There’s another problem with the view that QE is ineffective at the zero bound.  Even if the Fed couldn’t reduce nominal rates, they could always reduce real rates.  Indeed Mishkin’s textbook suggests about 10 different transmission mechanisms other than nominal rates.  Yet liquidity trap proponents ignore them all.  Even worse, when the mechanisms are shown to work they go into denial, asserting that it just can’t be true because their theory says it’s impossible.  So for instance during September and October there were more and more rumors of aggressive QE (and possibly even level targeting) emanating from various Fed officials.  Mishkin’s text says this should boost stock prices, it should depreciate the dollar, it should raise commodity prices, it should raise inflation expectations in the TIPS markets, and it should lower real interest rates.  And all of those things happened.  For years Paul Krugman has been arguing that what the Fed really needed to do was to raise inflation expectation.  Well they did it.  And his response seemed to be incredulity, as if the markets were nuts in thinking QE could actually raise inflation expectations.

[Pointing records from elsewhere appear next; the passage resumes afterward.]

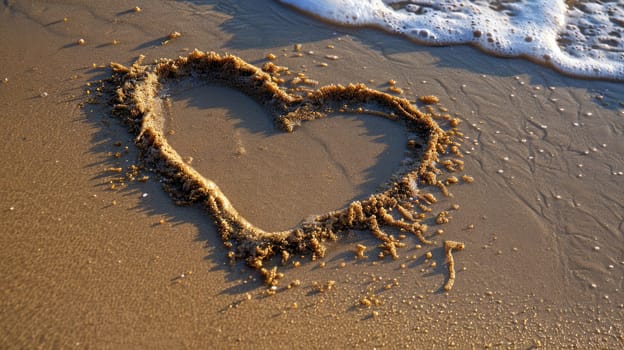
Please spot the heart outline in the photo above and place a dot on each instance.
(135, 99)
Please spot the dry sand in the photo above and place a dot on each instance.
(86, 266)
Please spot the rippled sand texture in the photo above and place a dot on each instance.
(93, 257)
(136, 89)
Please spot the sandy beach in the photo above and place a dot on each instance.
(85, 264)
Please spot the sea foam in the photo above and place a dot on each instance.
(579, 38)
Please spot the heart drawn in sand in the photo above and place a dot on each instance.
(402, 206)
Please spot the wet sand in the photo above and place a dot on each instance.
(87, 266)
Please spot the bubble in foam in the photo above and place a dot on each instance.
(580, 38)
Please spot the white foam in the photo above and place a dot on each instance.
(585, 40)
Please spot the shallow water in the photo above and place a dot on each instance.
(84, 265)
(580, 38)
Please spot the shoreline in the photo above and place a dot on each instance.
(84, 265)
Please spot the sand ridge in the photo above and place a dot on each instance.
(136, 101)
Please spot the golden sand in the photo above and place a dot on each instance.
(136, 101)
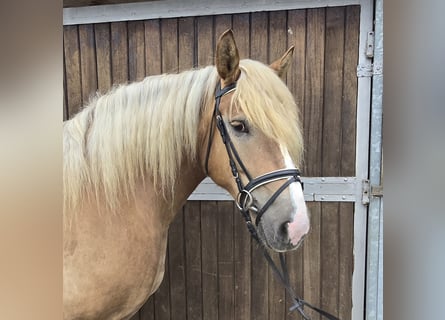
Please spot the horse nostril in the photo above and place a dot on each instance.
(284, 228)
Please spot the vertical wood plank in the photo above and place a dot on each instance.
(226, 309)
(65, 98)
(349, 103)
(331, 163)
(72, 67)
(103, 56)
(241, 27)
(87, 62)
(209, 259)
(119, 53)
(136, 50)
(176, 260)
(169, 45)
(205, 45)
(313, 92)
(346, 259)
(277, 35)
(192, 212)
(242, 245)
(311, 260)
(333, 86)
(260, 289)
(222, 23)
(312, 126)
(296, 26)
(186, 39)
(349, 113)
(296, 35)
(152, 47)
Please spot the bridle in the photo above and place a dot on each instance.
(245, 200)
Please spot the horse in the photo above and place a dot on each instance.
(134, 155)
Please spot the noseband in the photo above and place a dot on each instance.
(245, 200)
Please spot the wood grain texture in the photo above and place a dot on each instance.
(103, 56)
(87, 62)
(72, 69)
(153, 61)
(119, 53)
(136, 50)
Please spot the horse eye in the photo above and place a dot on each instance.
(239, 126)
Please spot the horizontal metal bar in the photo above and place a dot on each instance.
(179, 8)
(336, 189)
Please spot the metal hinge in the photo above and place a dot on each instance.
(365, 191)
(370, 191)
(369, 70)
(370, 45)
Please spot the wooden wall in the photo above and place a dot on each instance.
(214, 271)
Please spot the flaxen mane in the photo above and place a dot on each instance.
(146, 129)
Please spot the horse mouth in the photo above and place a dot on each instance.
(278, 241)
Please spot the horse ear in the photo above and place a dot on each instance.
(281, 65)
(227, 57)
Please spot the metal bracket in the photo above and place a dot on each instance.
(377, 191)
(369, 70)
(370, 45)
(370, 191)
(365, 191)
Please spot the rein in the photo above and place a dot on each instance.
(245, 200)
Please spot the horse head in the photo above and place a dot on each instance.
(259, 145)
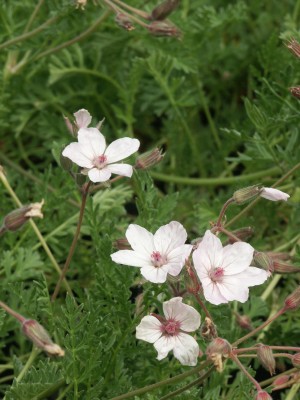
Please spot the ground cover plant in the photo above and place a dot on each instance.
(150, 194)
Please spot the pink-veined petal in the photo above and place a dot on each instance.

Although Krugman and Robert Barro are poles apart ideologically, they both suffer from one weakness–relying too much on what their models tell them.  Both expressed skepticism about whether QE would do very much, because they looked at QE from a mechanistic perspective.  But QE is much more than that;  it is an implicit commitment by the Fed to seek (slightly) higher inflation.  Of course they need to do much more, but they did succeed in terms of their very conservative goals.  They did generate about 0.5% higher inflation expectations over 5 years.  The reason QE worked was not the operation itself (which I agree does little or nothing) but rather because it tells the market that the Fed is now more serious about boosting long term prices and NGDP.  In other words they are now willing to leave that base money out there long enough to get closer to their implicit inflation target.  The Fed was afraid to directly call for higher inflation (something Krugman thinks could work) so they spoke in code, hoping the markets would understand them but Sarah Palin would not.  Unfortunately for Bernanke, Sarah Palin has advisers who know exactly what the Fed was up to.

Part 4.  Reductio ad absurdum arguments

I can’t take anyone serious who actually believes in a complete liquidity trap–i.e. that no amount of monetary base injections would be inflationary.  Taken literally, that would imply the Fed could buy up all of Planet Earth without creating any inflation.  Among serious economists the debate is over magnitudes.  The skeptics will say that the amount of QE required would be unacceptable, it would expose the Fed to excessive risks if they later had to resell assets in order to prevent runaway inflation.

In fact, there are all sorts of reasons why this “risk” argument is bogus.  First of all, the high base demand is itself a product of the Fed’s contractionary policies, which allowed NGDP to fall in 2009 at the sharpest rate since 1938.  That’s why banks hoard reserves.  A much more aggressive monetary policy would mean less real demand for base money.  Second, the demand for base money has been artificially bloated by the IOR policy; the public is not hoarding much cash and they certainly would not do so if the Fed set a much higher inflation or NGDP target path.  Most importantly, any capital losses suffered by the Fed would be tiny compared to the gains the Treasury would get from much faster NGDP growth.  Remember that the big drop in NGDP is the number one reason the deficit ballooned in 2009—more important than even the fiscal stimulus.  Furthermore, many of the Fed’s purchases have been medium term T-notes, for which price risk is not that significant.  If people are actually worried about this issue, the Fed could buy equities and foreign bonds, which would appreciate with an expansionary monetary policy.  But in my view those (controversial) steps would not be necessary, as the risks are greatly overblown.

Maybe I should stop there—I feel like I am beating a dead horse.  Does anyone still believe in liquidity traps?  Is there even anyone still reading this post?